The pledge comes as Kosovo police said they closed two border crossings in the volatile north after local Serbs blocked roads and fired shots at police in protest. Locals were enraged by an order to switch Serb car number plates to Kosovan ones within two months, sparking protests.
Nato’s Kosovo Force (KFOR) said in a statement: “The Nato-led KFOR mission is monitoring closely and is prepared to intervene if stability is jeoparadised in accordance with its mandate coming from UN SC Resolution 1244 of 1999. KFOR will take whatever measures are necessary to keep a safe and secure environment in Kosovo at all times, in line with its UN mandate.”
Fourteen years after Kosovo declared independence from Serbia, some 50,000 Serbs living in the north use number plates and documents issued by Serbian authorities, refusing to recognise institutions under the capital, Pristina. Kosovo has been recognised as an independent state by more than 100 countries but not by Serbia or Russia.
The government of prime minister Albin Kurti said it would give Serbs a transitional period of 60 days, starting on 1 August, to get Kosovo number plates, a year after giving up trying to impose them due to similar protests.
The government added that as of 1 August, all citizens from Serbia visiting Kosovo would have to get an extra document at the border to grant them permission to enter. A similar rule is applied by Belgrade authorities to Kosovars who visit Serbia.

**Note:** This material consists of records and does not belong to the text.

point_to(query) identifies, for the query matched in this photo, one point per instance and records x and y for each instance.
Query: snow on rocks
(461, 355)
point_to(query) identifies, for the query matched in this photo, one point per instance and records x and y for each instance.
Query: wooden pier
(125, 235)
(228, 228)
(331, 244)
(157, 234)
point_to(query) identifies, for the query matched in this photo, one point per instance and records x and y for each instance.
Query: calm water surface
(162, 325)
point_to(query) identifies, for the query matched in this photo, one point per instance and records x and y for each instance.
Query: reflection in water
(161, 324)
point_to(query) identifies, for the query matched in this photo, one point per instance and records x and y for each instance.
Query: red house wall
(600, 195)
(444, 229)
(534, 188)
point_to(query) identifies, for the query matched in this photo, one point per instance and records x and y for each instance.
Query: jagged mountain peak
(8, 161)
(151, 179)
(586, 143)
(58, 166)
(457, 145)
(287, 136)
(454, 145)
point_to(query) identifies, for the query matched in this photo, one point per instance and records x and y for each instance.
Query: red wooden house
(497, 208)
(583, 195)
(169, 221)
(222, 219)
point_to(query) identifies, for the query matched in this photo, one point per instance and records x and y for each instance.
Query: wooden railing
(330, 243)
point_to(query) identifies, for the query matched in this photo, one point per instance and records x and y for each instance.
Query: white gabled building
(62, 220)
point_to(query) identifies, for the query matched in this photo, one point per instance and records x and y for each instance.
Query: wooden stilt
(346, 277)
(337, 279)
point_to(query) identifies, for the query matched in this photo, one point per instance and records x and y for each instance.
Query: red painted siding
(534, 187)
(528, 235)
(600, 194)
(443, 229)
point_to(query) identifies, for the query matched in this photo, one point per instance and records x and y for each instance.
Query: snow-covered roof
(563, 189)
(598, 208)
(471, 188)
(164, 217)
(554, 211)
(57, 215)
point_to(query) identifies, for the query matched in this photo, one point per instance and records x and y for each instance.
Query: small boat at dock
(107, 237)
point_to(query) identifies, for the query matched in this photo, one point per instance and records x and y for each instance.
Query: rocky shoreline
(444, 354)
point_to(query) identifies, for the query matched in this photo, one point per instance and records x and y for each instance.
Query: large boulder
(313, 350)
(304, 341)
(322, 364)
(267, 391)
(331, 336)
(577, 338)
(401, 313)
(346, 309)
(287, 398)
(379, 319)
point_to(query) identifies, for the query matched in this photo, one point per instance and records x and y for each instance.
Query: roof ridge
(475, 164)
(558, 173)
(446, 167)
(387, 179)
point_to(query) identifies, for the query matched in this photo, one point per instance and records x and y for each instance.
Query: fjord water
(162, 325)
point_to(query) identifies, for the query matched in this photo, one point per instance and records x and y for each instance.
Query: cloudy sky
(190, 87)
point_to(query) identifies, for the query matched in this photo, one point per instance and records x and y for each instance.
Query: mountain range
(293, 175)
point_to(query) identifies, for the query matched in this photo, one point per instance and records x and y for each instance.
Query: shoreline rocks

The protesters parked trucks filled with gravel and other heavy machinery on roads leading to the two border crossings, Jarinje and Bernjak, in a territory where Serbs form a majority. As a consequence, Kosovo police said they had to close the border crossings. “We call on all citizens to use other border crossings,” police said on their Facebook page.
Police said there were shots fired “in the direction of police units but fortunately no one was wounded”. The police also claimed angry protesters beat up several Albanians passing on the roads that had been blocked and that some cars had been attacked.

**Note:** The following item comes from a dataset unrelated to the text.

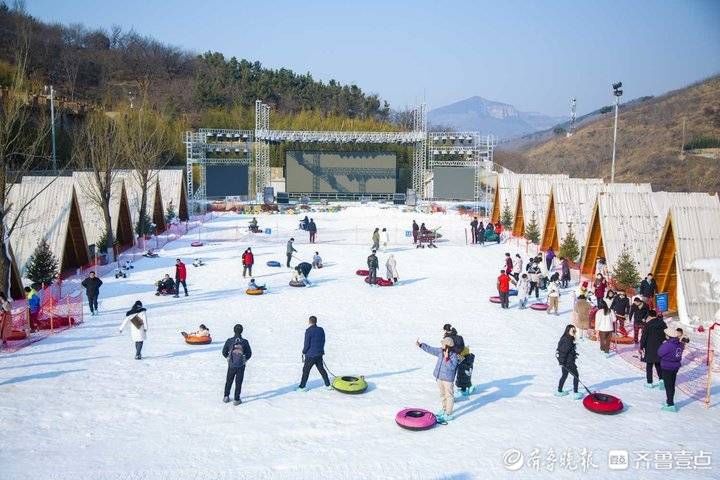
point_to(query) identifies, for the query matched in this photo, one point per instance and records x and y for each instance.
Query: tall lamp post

Air raid sirens were heard for more than three hours in the small town of North Mitrovica inhabited mainly by Serbs. A year ago, after local Serbs blocked the same roads over number plates, Kosovo’s government deployed special police forces and Belgrade flew fighter jets close to the border.
Tensions between the two countries are now at their highest in years and Kosovo’s fragile peace is maintained by a Nato mission that has 3,770 troops on the ground. Italian peacekeepers were also visible in and around Mitrovica on Sunday.
The two countries committed in 2013 to a dialogue sponsored by the European Union to try to resolve outstanding issues but little progress has been made.